When an R package is installed, a file is prepared which is the 
concatenation of the (valid) files in the R directory.

With SaveImage, that file is loaded into an environment, and the 
environment dumped as a all.rda file.  The R code is then replaced by 
a loader whose sole job is to load the all.rda file.

With LazyLoad, the R file is loaded into an environment, and the objects 
in the environment are dumped individually into a simple database. The R 
code is then replaced by a loader whose sole job is to create an 
environment of promises to load the objects from the database.
(There is an article in R-news about lazy-loading.)

Lazy-loading is the norm for all but packages with very small amounts of R 
code.

I don't know when saving an image might be needed in preference to 
lazy-loading.  The differences in space (and hence time) when the package 
is used can be considerable, in favour of lazy-loading.  Since saving the 
objects in an environment and saving an environment are not quite the same 
thing there are potential differences.  (I have forgotten, if I ever knew, 
what happens with lazy-loading when you have an object whose environment 
is another namespace, for example.)

There have been packages ('aod' and 'gamlss' are two) which have both 
SaveImage and LazyLoad true. That works but is wasteful.
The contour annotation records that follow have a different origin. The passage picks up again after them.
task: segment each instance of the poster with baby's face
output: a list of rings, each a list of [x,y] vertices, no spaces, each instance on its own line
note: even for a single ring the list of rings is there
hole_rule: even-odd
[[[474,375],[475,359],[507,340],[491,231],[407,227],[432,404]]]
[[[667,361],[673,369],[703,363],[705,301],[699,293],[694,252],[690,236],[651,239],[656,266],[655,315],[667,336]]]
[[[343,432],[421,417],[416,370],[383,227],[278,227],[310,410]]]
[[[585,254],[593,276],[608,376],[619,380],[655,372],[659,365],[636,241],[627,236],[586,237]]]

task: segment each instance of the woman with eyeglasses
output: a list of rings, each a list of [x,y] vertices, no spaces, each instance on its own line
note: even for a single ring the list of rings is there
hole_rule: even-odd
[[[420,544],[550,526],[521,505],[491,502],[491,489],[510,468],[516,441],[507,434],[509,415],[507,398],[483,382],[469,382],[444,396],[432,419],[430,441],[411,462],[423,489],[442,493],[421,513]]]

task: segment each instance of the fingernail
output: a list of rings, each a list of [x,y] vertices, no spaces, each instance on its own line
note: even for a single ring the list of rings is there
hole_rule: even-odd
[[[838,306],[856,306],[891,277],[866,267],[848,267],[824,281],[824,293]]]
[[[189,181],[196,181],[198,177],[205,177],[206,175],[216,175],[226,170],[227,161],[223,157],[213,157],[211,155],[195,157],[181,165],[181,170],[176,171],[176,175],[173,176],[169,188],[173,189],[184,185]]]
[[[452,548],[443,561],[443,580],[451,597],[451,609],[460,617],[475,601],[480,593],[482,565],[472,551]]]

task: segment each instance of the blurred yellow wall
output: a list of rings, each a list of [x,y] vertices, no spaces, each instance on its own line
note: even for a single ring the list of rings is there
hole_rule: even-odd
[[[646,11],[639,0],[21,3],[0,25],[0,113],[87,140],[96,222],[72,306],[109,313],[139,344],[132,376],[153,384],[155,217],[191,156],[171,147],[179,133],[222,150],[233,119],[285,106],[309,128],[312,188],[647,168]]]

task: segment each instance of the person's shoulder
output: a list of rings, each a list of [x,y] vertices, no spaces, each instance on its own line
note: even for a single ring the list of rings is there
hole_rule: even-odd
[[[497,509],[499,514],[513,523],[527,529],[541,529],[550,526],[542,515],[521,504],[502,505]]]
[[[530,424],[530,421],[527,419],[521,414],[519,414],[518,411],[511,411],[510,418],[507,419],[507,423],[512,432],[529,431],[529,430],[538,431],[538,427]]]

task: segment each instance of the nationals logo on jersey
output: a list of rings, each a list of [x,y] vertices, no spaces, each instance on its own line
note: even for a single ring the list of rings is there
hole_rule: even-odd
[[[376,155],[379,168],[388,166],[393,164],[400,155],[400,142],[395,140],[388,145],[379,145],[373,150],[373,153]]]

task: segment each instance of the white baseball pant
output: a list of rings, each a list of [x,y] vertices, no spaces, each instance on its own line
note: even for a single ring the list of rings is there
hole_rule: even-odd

I just looked at the 12 non-Windows CRAN packages with SaveImage: yes and 
replaced this by LazyLoad: yes.  All passed R CMD check after the change. 
This included 'debug' and 'mvbutils' which had SaveImage: yes, LazyLoad: 
no which suggests the author thought otherwise.

There is no intention to withdraw SaveImage: yes.  Rather, if lazy-loading 
is not doing a complete job, we could see if it could be improved.
#
Thanks for the explaination of LazyLoad, that's very helpful.
On 1 Feb 2006, ripley at stats.ox.ac.uk wrote:
It seems to me that LazyLoad does something different with respect to
packages listed in Depends and/or how it interacts with namespaces.

I'm testing using the Bioconductor package graph and find that if I
change SaveImage to LazyLoad I get the following:

   ** preparing package for lazy loading
   Error in makeClassRepresentation(Class, properties, superClasses, prototype,  : 
           couldn't find function "getuuid"              

Looking at the NAMESPACE for the graph package, it looks like it is
missing some imports.  I added lines:
  import(Ruuid)
  exportClasses(Ruuid)

Aside: am I correct in my reading of the extension manual that if one
uses S4 classes from another package with a namespace, one
must import the classes and *also* export them?

Now I see this:

    ** preparing package for lazy loading
    Error in getClass("Ruuid") : "Ruuid" is not a defined class
    Error: unable to load R code in package 'graph'
    Execution halted   

But Ruuid _is_ defined and exported in the Ruuid package.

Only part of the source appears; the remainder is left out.